Today the bill came in landlords name again, so I gave them a call. 1st guy didn't seem to know much except he told me that a waiver had been passed for 2008, I asked about 2007 but he didn't know anything about that,then got onto proper office who told him they hadn't received a copy of the lease. 

He transferred me through to someone who seemed to be telling me I can't have bill in my name as I don't own the property and I am on RAS ? Has anyone heard of this  before? In my last rented property I had the bill in my name..
He told me a waiver of 243 euro was passed.
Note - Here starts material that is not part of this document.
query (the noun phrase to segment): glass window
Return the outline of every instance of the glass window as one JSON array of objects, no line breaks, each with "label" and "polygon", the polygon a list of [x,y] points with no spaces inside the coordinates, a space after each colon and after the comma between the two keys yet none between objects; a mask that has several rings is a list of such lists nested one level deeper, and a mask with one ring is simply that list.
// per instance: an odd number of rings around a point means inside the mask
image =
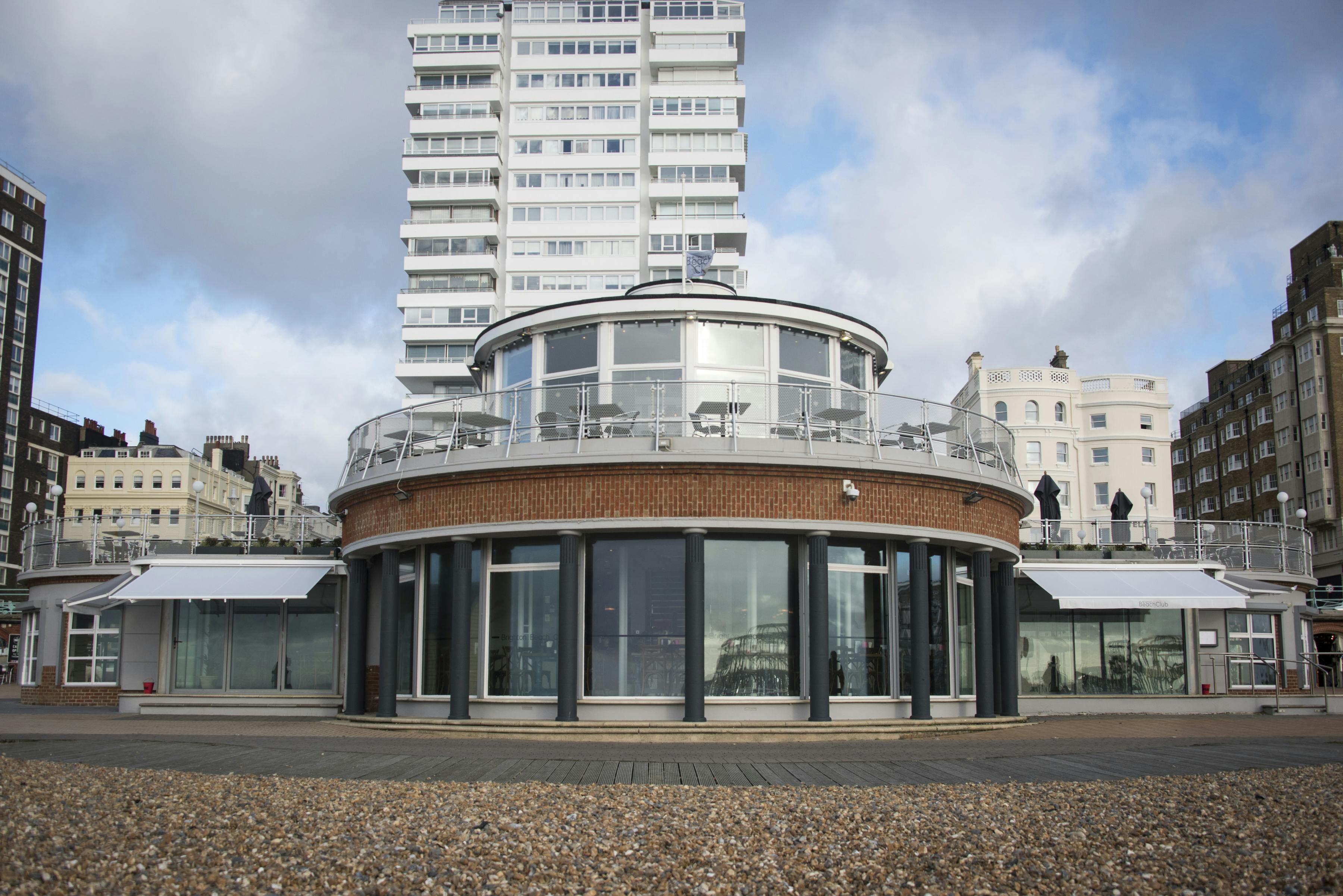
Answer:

I asked was this for 2008 and what about 2007 ?
He said it was for my whole time there and was getting a bit snotty, saying the rest of the bill was the landlords responsibility, not mine.
I tried to point out that if I was living there then it is my bill.

How could only 243 euro account for two years ? I have thrown out other bills so can't go over them -grr ! The outstanding amount is 380 euro

Can anyone let me know the price of bin lifts per lift , I think they have changed in the last 2 years,I am with Dublin City Council.
I really want to go over this properly as I think I am been given the run around , I really think the right hand does not know what the left is doing in that place.
I know partly my own fault for not sorting it sooner but it's really not fair that the landlord gets stuck with my bill if that's what it is.

If anyone has heard of them not letting bill name being changed can you let me know also ?

Thanks folks


----------



## om123 (14 May 2009)

Ok , just called them back to ask for a written statement that would have when bin charges where waived for, got a different guy, much more helpful and totally different story.

He says bin waiver was definitly for 2008 and I CAN change name on the bill !

What are those guys doing in there ?


----------